Sou uma putinha de bairro. Aquela que você vê andando por aí de shortinho e top. Tenho a pele encardida e faço o máximo que posso com meu cabelo. Minha clientela não é exigente. Quando é alguém de fora, perde tempo olhando, tentando descobrir se sou puta ou andarilha mendiga maltrapilha. Demora acostumar o olho, mas quando acham a carne defumada na fumaça do asfalto que eu habito, querem me carregar na boca prum canto escondido, feito uns vira-latas. Os homens me curram com força as derrotas de suas vidas. Sou eu que engulo a porra da miséria da humanidade. Quando me penetram, é um mundo que eu recebo de pernas abertas.

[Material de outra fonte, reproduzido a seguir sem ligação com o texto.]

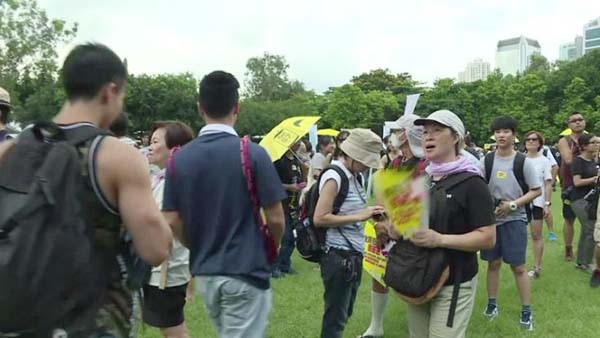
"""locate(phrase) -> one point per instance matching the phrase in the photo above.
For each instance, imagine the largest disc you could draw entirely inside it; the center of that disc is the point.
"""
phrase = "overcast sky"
(326, 42)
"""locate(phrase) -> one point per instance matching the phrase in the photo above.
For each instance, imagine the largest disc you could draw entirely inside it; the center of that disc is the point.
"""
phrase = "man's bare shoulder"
(116, 156)
(4, 146)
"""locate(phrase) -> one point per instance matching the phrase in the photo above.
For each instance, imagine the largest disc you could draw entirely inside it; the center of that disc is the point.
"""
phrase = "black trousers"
(340, 293)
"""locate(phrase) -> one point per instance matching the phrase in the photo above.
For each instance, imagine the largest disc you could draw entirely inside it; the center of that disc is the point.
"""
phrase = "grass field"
(563, 303)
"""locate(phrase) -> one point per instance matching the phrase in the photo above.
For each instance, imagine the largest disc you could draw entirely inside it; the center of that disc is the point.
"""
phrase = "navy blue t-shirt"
(209, 191)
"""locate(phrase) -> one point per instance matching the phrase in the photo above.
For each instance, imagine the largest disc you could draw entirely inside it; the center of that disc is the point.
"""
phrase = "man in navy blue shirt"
(207, 202)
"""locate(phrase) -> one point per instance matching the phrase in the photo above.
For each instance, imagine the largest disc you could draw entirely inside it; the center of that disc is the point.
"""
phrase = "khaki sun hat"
(364, 146)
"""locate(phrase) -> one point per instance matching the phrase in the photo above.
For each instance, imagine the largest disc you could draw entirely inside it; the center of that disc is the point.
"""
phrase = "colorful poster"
(374, 260)
(405, 199)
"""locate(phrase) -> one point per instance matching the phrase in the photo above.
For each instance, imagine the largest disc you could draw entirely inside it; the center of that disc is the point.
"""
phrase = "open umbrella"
(278, 141)
(328, 132)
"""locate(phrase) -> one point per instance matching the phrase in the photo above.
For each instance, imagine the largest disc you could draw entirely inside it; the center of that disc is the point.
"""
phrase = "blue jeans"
(288, 243)
(236, 308)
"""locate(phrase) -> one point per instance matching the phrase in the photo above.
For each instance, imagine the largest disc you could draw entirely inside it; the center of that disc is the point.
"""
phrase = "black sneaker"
(581, 266)
(277, 274)
(526, 320)
(595, 281)
(491, 312)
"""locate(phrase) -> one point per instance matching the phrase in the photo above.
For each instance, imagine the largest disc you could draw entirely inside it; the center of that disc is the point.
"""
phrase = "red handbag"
(270, 243)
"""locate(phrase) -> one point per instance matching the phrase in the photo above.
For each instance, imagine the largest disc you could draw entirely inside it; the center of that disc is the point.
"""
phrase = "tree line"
(541, 98)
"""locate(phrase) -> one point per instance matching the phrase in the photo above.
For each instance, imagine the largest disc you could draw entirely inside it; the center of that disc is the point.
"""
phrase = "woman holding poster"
(470, 227)
(341, 265)
(406, 137)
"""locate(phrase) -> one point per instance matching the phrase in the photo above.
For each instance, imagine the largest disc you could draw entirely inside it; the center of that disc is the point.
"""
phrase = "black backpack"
(417, 274)
(310, 239)
(47, 263)
(518, 170)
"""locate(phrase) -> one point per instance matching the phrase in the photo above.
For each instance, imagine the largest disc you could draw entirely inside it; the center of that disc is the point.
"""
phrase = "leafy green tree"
(350, 107)
(525, 102)
(28, 43)
(384, 80)
(151, 98)
(28, 68)
(267, 79)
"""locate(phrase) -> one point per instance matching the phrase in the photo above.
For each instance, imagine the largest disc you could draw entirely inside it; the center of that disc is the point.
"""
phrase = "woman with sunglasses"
(534, 142)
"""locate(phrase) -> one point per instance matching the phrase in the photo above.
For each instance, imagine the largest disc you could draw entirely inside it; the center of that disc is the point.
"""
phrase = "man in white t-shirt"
(541, 204)
(553, 172)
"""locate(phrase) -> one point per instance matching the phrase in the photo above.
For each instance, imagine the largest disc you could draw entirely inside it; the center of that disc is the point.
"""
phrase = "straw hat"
(363, 146)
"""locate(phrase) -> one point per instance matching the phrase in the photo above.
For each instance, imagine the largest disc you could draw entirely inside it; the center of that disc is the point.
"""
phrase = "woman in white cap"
(341, 265)
(406, 137)
(469, 219)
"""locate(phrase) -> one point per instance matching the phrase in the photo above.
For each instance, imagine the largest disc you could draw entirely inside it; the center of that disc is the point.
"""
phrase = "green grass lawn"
(563, 303)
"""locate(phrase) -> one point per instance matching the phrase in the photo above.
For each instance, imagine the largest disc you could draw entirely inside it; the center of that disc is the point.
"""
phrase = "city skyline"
(325, 43)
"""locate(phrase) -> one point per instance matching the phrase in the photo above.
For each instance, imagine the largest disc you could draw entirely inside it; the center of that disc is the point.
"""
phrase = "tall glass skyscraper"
(514, 55)
(591, 35)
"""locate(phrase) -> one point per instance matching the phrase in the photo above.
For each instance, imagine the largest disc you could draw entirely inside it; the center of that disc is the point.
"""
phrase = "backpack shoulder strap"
(345, 185)
(519, 171)
(454, 180)
(423, 163)
(489, 165)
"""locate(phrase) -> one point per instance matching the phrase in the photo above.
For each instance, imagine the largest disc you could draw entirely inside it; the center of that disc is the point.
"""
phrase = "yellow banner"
(374, 261)
(405, 199)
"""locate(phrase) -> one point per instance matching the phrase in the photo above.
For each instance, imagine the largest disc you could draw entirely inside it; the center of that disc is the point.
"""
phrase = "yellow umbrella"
(278, 141)
(328, 132)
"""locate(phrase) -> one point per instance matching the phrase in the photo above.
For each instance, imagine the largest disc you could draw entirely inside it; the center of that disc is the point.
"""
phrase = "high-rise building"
(514, 55)
(572, 50)
(475, 71)
(591, 35)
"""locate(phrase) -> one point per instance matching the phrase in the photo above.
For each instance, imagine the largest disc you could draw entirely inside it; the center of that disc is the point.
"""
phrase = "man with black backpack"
(65, 189)
(514, 184)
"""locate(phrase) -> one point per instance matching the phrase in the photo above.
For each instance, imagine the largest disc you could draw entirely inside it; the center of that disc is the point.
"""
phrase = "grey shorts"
(236, 308)
(511, 244)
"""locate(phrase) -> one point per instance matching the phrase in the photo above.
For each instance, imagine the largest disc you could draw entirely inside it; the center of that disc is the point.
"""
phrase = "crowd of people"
(193, 219)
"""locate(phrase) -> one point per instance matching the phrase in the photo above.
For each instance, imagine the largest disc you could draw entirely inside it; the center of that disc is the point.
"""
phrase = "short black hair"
(571, 115)
(504, 122)
(120, 126)
(90, 66)
(218, 93)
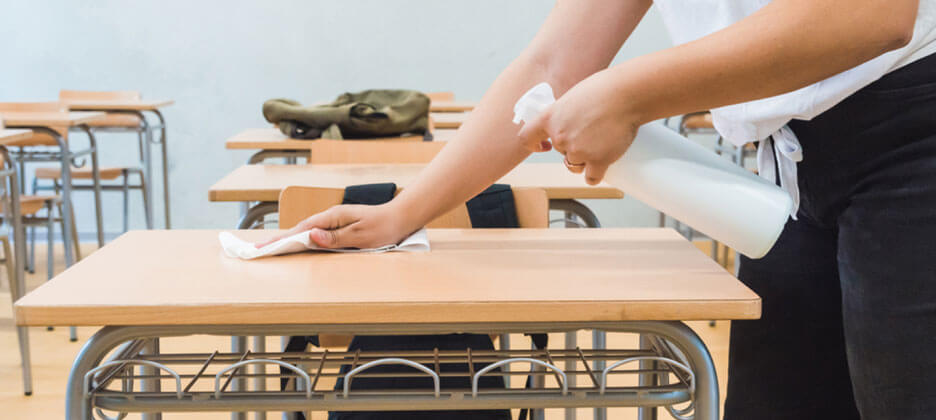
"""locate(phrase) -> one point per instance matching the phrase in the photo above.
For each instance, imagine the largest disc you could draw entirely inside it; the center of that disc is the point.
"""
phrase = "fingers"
(350, 236)
(595, 172)
(332, 218)
(533, 135)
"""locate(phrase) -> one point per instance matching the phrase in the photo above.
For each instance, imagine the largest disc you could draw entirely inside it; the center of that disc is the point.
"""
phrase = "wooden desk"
(273, 143)
(138, 108)
(452, 106)
(481, 275)
(149, 284)
(111, 106)
(263, 183)
(48, 119)
(448, 119)
(10, 135)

Quando gemem, são palavras de ordem que eu libero; quando gritam, é a revolução que não aconteceu. Sem mim, o mundo que me despreza não existiria. Faço parte do rol de coisas e seres misturados que constroem seu próprio infortúnio - que os outros chamam de civilização. Estamos do começo ao fim. Plantamos a semente da comida que os alimenta e recolhemos a merda dos dejetos que despejam. Somos invisíveis porque necessários demais para que o orgulho nos aceite. Eu aceito. O preço das escolhas que não fiz nas oportunidades que não tive. Me divirto mais que as outras. Mais que a senhora decente que recata a puta que a habita com o hábito da virtude; essa puta que o marido procura nas ruas sujas em que me encontra. Posso dançar o que quiser, beber o quanto quiser daquilo que eu quiser. Não preciso me importar com as aparências. Meu jogo é limpo, eu sei o que eles querem, eles sabem o que eu dou. Nunca me deram um livro, já ganhei perfume - acho que eu fedia. Nunca me deram flores, já ganhei uns socos - acharam que eu merecia. Nunca recebi uma proposta de casamento, já perdi a conta das orgias - todos achamos bem mais gostoso. Não alimentem ilusões, eu sou o útero do mundo. Vinde a mim, os fodidos. Trabalhadores do mundo, fodei-me.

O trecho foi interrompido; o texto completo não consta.